HARRISBURG PATRIOT-NEWS Op Ed: Pennsylvania’s lottery is the only one in the country dedicated entirely to meeting the needs of its older citizens. Good thing: Pennsylvania has the fourth-highest share of people over 60 years of age in the nation. Demand for services will mushroom as Baby Boomers age, life expectancy increases, and shrinking families struggle to care for their loved ones….
As Pennsylvania Secretary of Aging, I oversaw programs the Lottery finances. In the 1990’s, when the state’s premiere aging programs faced similar demographic and financial challenges, I helped develop the “Lottery Fund Preservation Plan” that preserved Lottery-funded programs by cutting unnecessary spending and reigning in rapacious prescription drug prices…
Why privatize a program long heralded as well-run, with the second lowest administrative overhead (3.5 percent) among the 10 largest state-run programs in the country, yielding record returns for older Pennsylvanians the last two years? Why no open discussion, vetting of projections or cost-benefit analysis? (The “impartial” adviser who oversaw the bidding stands to gain a reported $30 million dollars or more if the privatization occurs). Think what $30 million could fund in services for the elderly… (more)

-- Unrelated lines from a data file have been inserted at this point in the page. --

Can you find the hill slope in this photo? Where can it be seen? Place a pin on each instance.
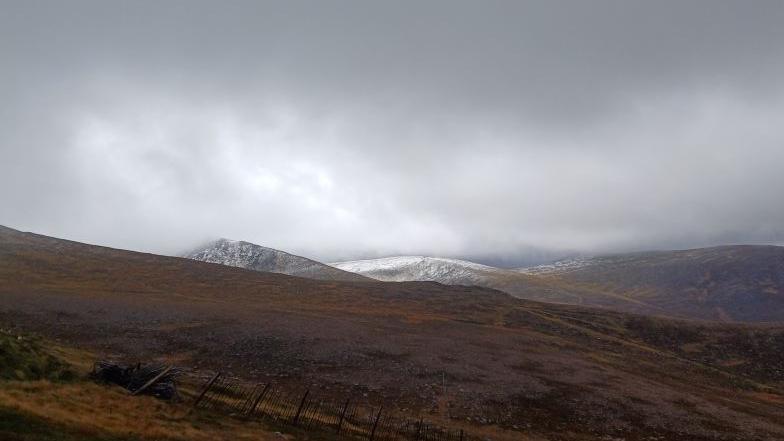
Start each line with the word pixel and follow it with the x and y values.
pixel 739 283
pixel 731 283
pixel 506 368
pixel 258 258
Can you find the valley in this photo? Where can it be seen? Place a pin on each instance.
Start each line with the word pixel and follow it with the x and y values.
pixel 505 367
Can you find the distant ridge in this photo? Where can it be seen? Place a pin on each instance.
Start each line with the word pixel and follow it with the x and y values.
pixel 742 283
pixel 258 258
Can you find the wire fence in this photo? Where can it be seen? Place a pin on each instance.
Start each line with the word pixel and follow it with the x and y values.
pixel 306 411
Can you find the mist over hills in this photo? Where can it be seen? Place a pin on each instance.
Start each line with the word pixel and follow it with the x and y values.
pixel 730 283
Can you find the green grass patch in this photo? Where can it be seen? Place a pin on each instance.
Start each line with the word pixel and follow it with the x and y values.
pixel 16 426
pixel 24 358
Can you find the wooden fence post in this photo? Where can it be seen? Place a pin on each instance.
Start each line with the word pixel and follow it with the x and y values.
pixel 299 410
pixel 375 424
pixel 258 400
pixel 342 416
pixel 206 388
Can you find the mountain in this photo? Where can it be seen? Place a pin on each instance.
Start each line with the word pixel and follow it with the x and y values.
pixel 258 258
pixel 736 283
pixel 730 283
pixel 420 268
pixel 505 368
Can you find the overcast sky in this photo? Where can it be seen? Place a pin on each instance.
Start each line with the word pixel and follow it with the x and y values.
pixel 338 130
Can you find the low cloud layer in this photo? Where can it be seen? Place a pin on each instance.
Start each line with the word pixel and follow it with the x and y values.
pixel 492 130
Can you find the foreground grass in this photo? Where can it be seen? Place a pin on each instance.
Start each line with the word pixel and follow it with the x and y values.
pixel 45 395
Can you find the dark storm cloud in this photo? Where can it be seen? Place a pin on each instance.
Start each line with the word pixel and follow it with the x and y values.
pixel 343 129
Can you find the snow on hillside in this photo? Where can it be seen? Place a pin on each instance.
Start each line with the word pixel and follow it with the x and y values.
pixel 420 268
pixel 559 267
pixel 258 258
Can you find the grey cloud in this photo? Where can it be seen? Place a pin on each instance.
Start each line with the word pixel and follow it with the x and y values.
pixel 354 129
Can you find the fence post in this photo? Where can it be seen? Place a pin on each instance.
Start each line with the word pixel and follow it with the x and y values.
pixel 375 424
pixel 206 388
pixel 342 416
pixel 299 410
pixel 258 400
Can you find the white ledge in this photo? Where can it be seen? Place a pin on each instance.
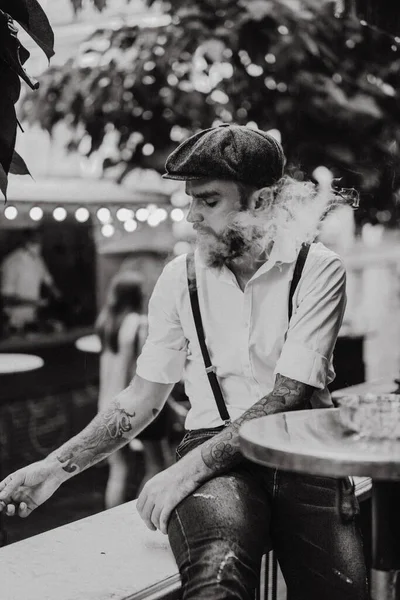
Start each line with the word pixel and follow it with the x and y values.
pixel 108 556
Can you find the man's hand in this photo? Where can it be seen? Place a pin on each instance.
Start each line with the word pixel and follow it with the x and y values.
pixel 26 489
pixel 166 490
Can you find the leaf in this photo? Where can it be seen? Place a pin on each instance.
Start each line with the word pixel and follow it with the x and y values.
pixel 18 165
pixel 10 51
pixel 3 182
pixel 8 130
pixel 31 16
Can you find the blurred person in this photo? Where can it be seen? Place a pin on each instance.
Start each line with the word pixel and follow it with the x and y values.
pixel 220 510
pixel 23 276
pixel 122 329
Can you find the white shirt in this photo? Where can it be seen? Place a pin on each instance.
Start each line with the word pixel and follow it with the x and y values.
pixel 247 332
pixel 117 369
pixel 22 276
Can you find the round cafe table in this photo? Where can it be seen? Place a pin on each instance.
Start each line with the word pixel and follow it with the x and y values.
pixel 316 442
pixel 19 363
pixel 89 343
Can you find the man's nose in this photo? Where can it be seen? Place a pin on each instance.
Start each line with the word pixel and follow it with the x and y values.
pixel 194 215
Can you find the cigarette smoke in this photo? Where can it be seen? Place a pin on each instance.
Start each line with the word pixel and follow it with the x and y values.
pixel 293 208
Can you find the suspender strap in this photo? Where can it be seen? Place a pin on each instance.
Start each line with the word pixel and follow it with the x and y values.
pixel 194 301
pixel 298 270
pixel 210 369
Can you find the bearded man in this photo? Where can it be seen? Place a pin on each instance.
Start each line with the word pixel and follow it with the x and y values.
pixel 221 511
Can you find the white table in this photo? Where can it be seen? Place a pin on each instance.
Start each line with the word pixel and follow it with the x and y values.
pixel 108 556
pixel 19 363
pixel 89 343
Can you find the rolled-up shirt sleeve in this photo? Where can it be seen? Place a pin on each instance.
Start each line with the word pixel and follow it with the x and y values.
pixel 164 354
pixel 307 351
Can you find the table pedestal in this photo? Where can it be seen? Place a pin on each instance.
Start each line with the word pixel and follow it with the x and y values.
pixel 385 574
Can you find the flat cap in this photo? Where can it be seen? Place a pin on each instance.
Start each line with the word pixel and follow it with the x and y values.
pixel 228 151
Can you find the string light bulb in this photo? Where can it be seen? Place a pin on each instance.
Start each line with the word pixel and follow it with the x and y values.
pixel 82 214
pixel 59 214
pixel 36 213
pixel 10 213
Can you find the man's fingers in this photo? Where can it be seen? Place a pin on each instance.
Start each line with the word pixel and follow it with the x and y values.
pixel 8 485
pixel 164 519
pixel 146 511
pixel 10 510
pixel 24 510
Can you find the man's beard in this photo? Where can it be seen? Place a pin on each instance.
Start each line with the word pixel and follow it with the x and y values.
pixel 235 242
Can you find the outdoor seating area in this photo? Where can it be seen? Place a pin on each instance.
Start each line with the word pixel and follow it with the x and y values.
pixel 199 300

EDITOR: The answer is simple. It is estimated that Gov. Tom Corbett will need to raise as much as $30 million for his 2014 re-election campaign. Privatizing state functions can be a means to generate major contributions from those who benefit. This is a man whose campaign collected over a million dollars from Marcellus Shale interests and who refuses to tax extractions as do all other relevant states. He also reportedly accepted $600,000 in campaign contribution from persons associated with Jerry Sandusky’s Second Mile Foundation at the same time Corbett as attorney general was dragging his feet with the Sandusky investigation. Would you buy even a new car from this guy?